La nomination de Søren Toft chez MSC, avec la bénédiction de la famille Aponte, fait du bruit dans le petit monde de la ligne maritime conteneurisée. L’ambition est affichée dans le communiqué annonçant l’arrivée de l’ancien COO de Maersk : faire en sorte que MSC reste dans le cercle très fermé des leaders mondiaux dans les années qui viennent.
Ce transfuge intervient entre deux partenaires, puisque Maersk et MSC sont associées dans l’alliance M2. Au départ, en juin 2013, Maersk et MSC avaient fondé avec CMA CGM l’alliance P3. Mais un an après, en juin 2014, la Chine a douché leurs ambitions. Résultat, en juillet 2015, Maersk et MSC ont lancé l’alliance 2M sur la base d’un contrat de 10 ans, poussant CMA CGM dans les bras d’intérêts non-européens, au sein de l’Ocean Alliance.

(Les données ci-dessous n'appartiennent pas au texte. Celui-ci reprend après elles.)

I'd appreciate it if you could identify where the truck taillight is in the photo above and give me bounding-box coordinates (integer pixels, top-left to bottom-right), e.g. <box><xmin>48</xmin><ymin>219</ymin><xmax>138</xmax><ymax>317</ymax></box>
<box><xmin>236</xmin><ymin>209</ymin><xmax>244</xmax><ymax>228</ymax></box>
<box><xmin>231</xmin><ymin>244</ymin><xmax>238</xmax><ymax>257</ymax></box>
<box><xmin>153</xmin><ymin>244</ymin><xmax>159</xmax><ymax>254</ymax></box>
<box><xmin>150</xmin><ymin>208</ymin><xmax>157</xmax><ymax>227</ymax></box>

En termes de capacités offertes, l’alliance M2 est passée d’une part de 28% en décembre 2015 à 33,7% aujourd’hui, selon les chiffres d’Alphaliner. Les performances enregistrées depuis 4 ans en ont fait un modèle de référence pour l’industrie. Ces deux géants ont montré au marché leur capacité à repousser leurs limites en combinant positivement leurs efforts pour le plus grand bénéfice de la nouvelle alliance.
La nomination de Søren Toft, avec sa résonance "père-fils", intervient à point nommé pour permettre à l’alliance M2 d’entamer une nouvelle phase, dans une période marquée par une grande discrétion DE MSC sur le marché depuis six mois.
Comme beaucoup, j’ai récemment apprécié le film Le Mans 66, qui livre une description fidèle et précise de la relation historique entre Ford et Ferrari. Et je ne peux m’empêcher d’y repérer des similitudes avec notre sujet d’aujourd’hui, voyant en Søren Skou un Henry Ford 2, en Soren Toft un Lee Laccoca et en Gianluigi Aponte le "Commandatore" Ferrari lui-même. D’un côté, Ford et Maersk, avec leurs logos bleus et leur structure commandée par les process, la rigueur, et la croissance externe. De l’autre, chez Ferrari, un cheval sauvage qui a "gagné toutes les courses" pendant près de 2 décennies tout comme MSC s’est hissé dans les premiers mondiaux, avec des méthodes diamétralement opposées.
Si l’histoire se répète, et c’est souvent le cas, je ne serais pas surpris de voir des intérêts extérieurs à Maersk et MSC à s’inviter dans le jeu (pourquoi pas Chinois…), à la manière de Fiat qui a finalement pris le contrôle de Ferrari , Ford ayant servi de lièvre dans la bataille Ford/Ferrari des années 60.
Je suis absolument convaincu que MSC va rester une marque phare dans l’avenir, tout comme Ferrari l’est encore aujourd’hui. Mais la clef de cet avenir se trouvera dans l’évolution du contrôle du capital par la famille au cours des générations.
L’industrie de la ligne maritime conteneurisée ne peut pas se permettre de rester statique, en ces temps de faible rentabilité, avec en toile de fonds des ambitions chinoises grandissantes. L’apparente stabilité constatée depuis 2 ans, sur un marché désormais hautement concentré, ne doit pas masquer, selon moi, les batailles en cours dans les coulisses.
L’autre annonce surprise et concomitante, qui n’était pas attendue si tôt dans le calendrier, est venue de Bruxelles, qui propose de proroger de 4 ans les Consortia Block exemptions (BER). Cette décision peut être interprétée comme une réponse européenne et atlantiste pour prendre de vitesse une offensive chinoise qui avance maintenant au grand jour.